守ってくれるところ、癒してくれるところ、寮に居た頃ならそう答えただろう。

「……その器用な指先とたくましい男根だよ」

「俺、の……心は?」

「いらない」

「どうして……?」

大好きな雪大に面と向かって「心はいらない」と明言されるなんて、俺にとっては心臓を握り潰されるような苦しみだ。

「以前まではとても欲しかった、君の全てを僕のものにして、僕の全てを君のものにしてもらいたかった。夫婦に……うん、なりたかったね。でもね、もういいんだ」

「な、なんで……どうしてだよ、雪大」

「うるさいなぁ……細かいこと気にしてないで早く僕を犯せよ、異常者」

異常なのはどっちだ、そう叫びそうになって口を押さえる。雪大を傷付けない反論を探して無言になっていると雪大は深いため息をつき、俺の陰茎を握った。

「ぁ……ゆ、雪大っ」

「こんなに硬くなって……可哀想に。ほら、早く楽におなりよ。僕の中で……ね?」

自分の中に導こうと言うのか腰に足を回して引き寄せ、俺の陰茎に痛みを与えない程度に手でも引っ張っている。

「雪大……お前は優しい俺が好きだと言っていたじゃないか、愛してると言ったら嬉しいと笑ってくれたじゃないか、あの雪大はどこへ行ったんだ?」

「死んだよ」

「へっ……?」

「君の大好きな雪大はもう居ないよ。僕はただの抜け殻……慣性で動いているに過ぎない。最期まで素直になれなかった雪大の、快楽への欲求だけが君の前にあるんだよ」

何を言っているんだ? 訳が分からない……幻覚だとでも言うのか? 違う、雪大は確かにここに居る。

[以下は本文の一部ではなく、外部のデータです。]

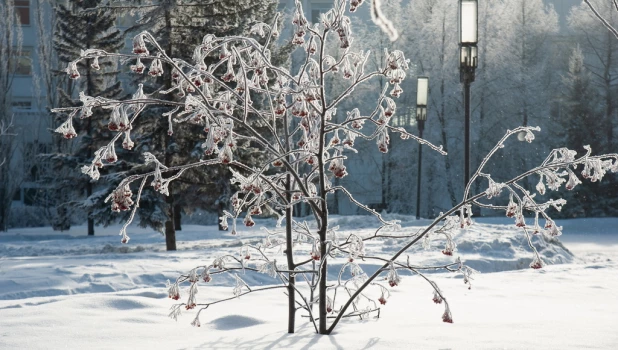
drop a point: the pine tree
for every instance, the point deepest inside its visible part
(77, 30)
(179, 26)
(581, 124)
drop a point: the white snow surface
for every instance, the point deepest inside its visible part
(66, 290)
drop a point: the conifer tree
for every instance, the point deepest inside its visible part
(77, 30)
(179, 26)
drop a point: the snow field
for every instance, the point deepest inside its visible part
(69, 291)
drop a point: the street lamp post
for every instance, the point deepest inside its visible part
(468, 61)
(422, 88)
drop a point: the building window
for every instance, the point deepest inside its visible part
(22, 10)
(317, 9)
(17, 195)
(22, 62)
(21, 105)
(33, 165)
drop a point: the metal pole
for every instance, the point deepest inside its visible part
(421, 126)
(467, 129)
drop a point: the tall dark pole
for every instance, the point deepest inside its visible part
(421, 126)
(422, 92)
(468, 61)
(467, 84)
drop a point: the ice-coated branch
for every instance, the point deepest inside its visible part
(602, 19)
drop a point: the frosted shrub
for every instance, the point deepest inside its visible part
(305, 150)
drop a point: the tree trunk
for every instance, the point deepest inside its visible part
(289, 250)
(177, 217)
(220, 208)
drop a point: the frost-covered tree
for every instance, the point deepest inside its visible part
(601, 58)
(11, 52)
(179, 26)
(301, 164)
(77, 30)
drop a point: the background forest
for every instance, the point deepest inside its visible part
(532, 71)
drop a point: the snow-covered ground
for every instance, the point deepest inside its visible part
(66, 290)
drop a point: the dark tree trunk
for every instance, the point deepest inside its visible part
(220, 208)
(177, 217)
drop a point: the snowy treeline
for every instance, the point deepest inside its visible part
(526, 76)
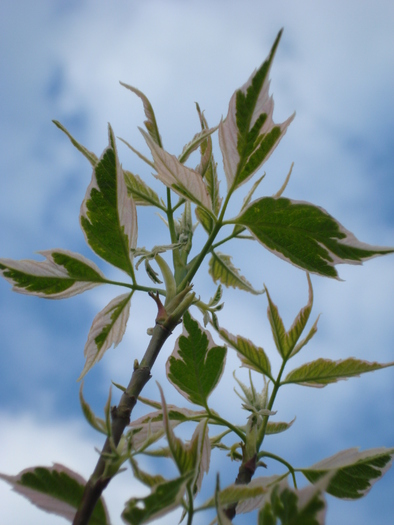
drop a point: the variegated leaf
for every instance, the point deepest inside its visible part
(108, 214)
(252, 356)
(63, 274)
(305, 235)
(322, 372)
(184, 181)
(150, 123)
(222, 269)
(353, 472)
(248, 135)
(57, 490)
(107, 329)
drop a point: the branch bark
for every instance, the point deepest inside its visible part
(120, 419)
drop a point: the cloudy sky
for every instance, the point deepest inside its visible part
(63, 60)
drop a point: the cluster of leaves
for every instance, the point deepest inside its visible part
(298, 232)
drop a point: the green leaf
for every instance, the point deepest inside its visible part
(322, 372)
(63, 274)
(353, 472)
(221, 269)
(248, 135)
(164, 497)
(108, 214)
(294, 507)
(88, 154)
(252, 356)
(184, 181)
(96, 422)
(107, 329)
(150, 123)
(196, 364)
(286, 341)
(57, 490)
(305, 235)
(142, 194)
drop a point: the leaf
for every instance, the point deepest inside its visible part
(164, 497)
(196, 141)
(277, 427)
(221, 269)
(285, 341)
(108, 214)
(294, 507)
(353, 472)
(322, 372)
(57, 490)
(252, 357)
(196, 364)
(305, 235)
(96, 422)
(63, 274)
(107, 329)
(88, 154)
(142, 194)
(248, 135)
(184, 181)
(150, 124)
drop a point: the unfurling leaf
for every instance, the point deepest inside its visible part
(221, 269)
(150, 123)
(248, 135)
(286, 342)
(305, 235)
(164, 497)
(252, 356)
(108, 214)
(57, 490)
(142, 194)
(196, 364)
(353, 472)
(62, 275)
(107, 329)
(184, 181)
(322, 372)
(88, 154)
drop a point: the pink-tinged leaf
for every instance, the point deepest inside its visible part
(322, 372)
(184, 181)
(63, 274)
(108, 213)
(352, 472)
(305, 235)
(150, 123)
(248, 135)
(107, 329)
(57, 490)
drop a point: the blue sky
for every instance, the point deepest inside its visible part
(334, 67)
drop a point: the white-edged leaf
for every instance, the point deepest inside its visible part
(150, 123)
(248, 135)
(107, 329)
(322, 372)
(184, 181)
(286, 341)
(252, 356)
(305, 235)
(92, 158)
(142, 194)
(57, 490)
(108, 213)
(196, 363)
(63, 274)
(353, 472)
(222, 269)
(164, 497)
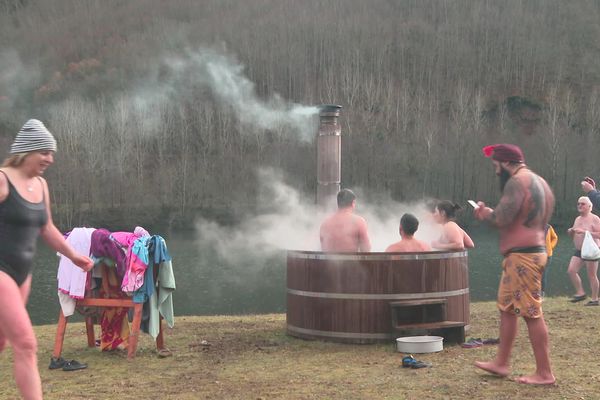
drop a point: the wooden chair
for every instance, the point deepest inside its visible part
(107, 303)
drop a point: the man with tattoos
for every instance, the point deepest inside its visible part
(521, 216)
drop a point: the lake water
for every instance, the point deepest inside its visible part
(207, 285)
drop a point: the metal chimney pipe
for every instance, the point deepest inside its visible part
(329, 162)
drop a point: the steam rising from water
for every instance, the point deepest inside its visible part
(195, 74)
(289, 221)
(231, 87)
(14, 77)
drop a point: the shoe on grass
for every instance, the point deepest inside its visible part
(577, 299)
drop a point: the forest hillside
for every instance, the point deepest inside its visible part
(165, 110)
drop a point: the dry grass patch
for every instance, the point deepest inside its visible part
(251, 357)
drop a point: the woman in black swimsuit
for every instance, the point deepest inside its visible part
(25, 215)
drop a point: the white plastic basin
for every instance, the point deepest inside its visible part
(420, 344)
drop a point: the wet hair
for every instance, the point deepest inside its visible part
(409, 224)
(431, 204)
(449, 208)
(345, 198)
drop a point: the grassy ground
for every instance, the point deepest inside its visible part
(250, 357)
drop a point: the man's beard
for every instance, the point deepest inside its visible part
(504, 177)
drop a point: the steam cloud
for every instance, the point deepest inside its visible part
(15, 78)
(226, 80)
(290, 221)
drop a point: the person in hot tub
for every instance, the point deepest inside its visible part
(345, 231)
(409, 244)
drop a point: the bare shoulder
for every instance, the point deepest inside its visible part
(3, 185)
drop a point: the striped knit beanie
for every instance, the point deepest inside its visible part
(33, 136)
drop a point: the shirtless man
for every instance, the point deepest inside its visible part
(409, 244)
(586, 221)
(345, 231)
(453, 237)
(521, 216)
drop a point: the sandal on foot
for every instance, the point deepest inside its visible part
(74, 365)
(577, 299)
(163, 353)
(491, 341)
(56, 363)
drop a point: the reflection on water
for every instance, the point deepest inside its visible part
(209, 286)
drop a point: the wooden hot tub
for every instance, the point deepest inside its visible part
(345, 297)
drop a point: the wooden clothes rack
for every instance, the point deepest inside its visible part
(90, 301)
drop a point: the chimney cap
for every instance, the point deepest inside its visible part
(329, 108)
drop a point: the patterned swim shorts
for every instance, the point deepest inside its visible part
(521, 284)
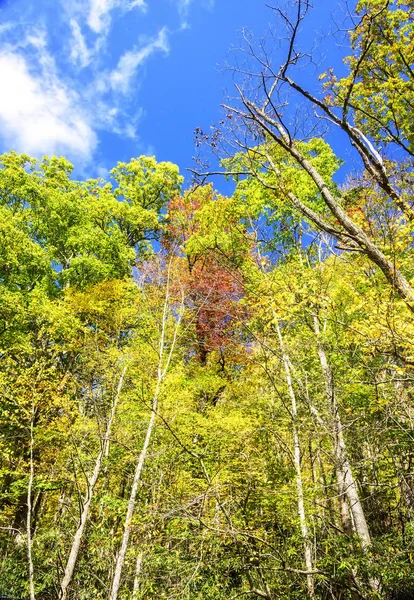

「君の雪大は死んだんだよ、諦めて思い出として僕と交わってよ」

「ここに、生きてる……」

「違うんだよ……どうして分からないの」

「そんな言い方で分かるわけないだろ!?」

混乱のあまり怒鳴り声を上げると雪大は頭を庇い、震えながら小さく謝った。

「し、知られたくっ……ないんだ。大好きな君には、君にだけは、何も……僕の嫌なところ見せたくない……だ、だからっ、綺麗なところだけ、君が好きそうなところだけ出して、死ぬ前に君にもう一度愛されたくて、僕……」

「…………死ぬ? ま、まさか、大病でもあるのか?」

「大病……あぁ、その通りかもしれないね。僕の心か頭は病に侵されているよ。死にたいんだ、生きていたくない、早く消えたいんだよ……君に抱かれて、幸せな記憶を最後に、気持ちいい身体で死にたいんだ」

雪大の自殺願望の話は聞いていた。俺と一緒に居る間は生きたいと思ってくれていたのも聞いた。二週間も離れたから死への願望と傾いてしまっただけだ、また俺と過ごせば生への願望を育ててくれるはずだ。

「……生きたいって思わせてみせる」

赤い瞳から零れていく涙を拭い、震える唇にそっと口付けた。

「い、や……だっ、もう、いや……許してよ、もういやだ……」

「雪大、お前がどんな悩みを抱えているのか俺には分からない。けれど俺はその全てを受け止めたいと思っている、お前を愛している」

「二十年以上も我慢してきたんだっ……いい加減に許してよ、もう終わらせてよぉっ……」

涙を拭うのを口実に目を隠す手を掴み、涙を溢れさせる真っ赤な瞳と目を合わせた。

「……二十年以上我慢してきた? もう終わり? バカ言うなよ雪大……これから始まるんだよ、お前の人生は。俺に愛されて、俺を愛して、俺と一緒に寿命で死ぬまで幸せに生きるんだ。それがお前の本当の人生なんだよ」

「無理……だよ、そんなのっ……父様が許してくれるわけがない」

「なら逃げよう。海を越えて、言葉も分からない土地でゆっくりと過ごそう」

「そんなのっ……無理に決まってる、無理だよ……」

「無理だと思うけど嫌って言わないってことは……してみたいんだよな?」

赤い目が見開かれる。

「雪大、お前は本当に死にたいのか? それ……二番目とか、三番目とかの願いじゃないか? 一番目が無理だと思ってるから妥協して死にたいんじゃないか? 一番目はなんだ?」

「き、みっ……と、秋夜君とっ……夫婦になって、誰も居ない世界で、二人だけで生きたい……」

「…………分かった。叶えてみせるよ、雪大」

泣き続ける雪大に再び口付け、震える身体を愛撫し続けた。泣き止むことはなかったが雪大の方から俺に「好き」と伝えてくれるようになったので、痛むくらいに勃起していた性器を挿入し、ようやく肉欲だけでない交わりを果たし、夜は更けていった。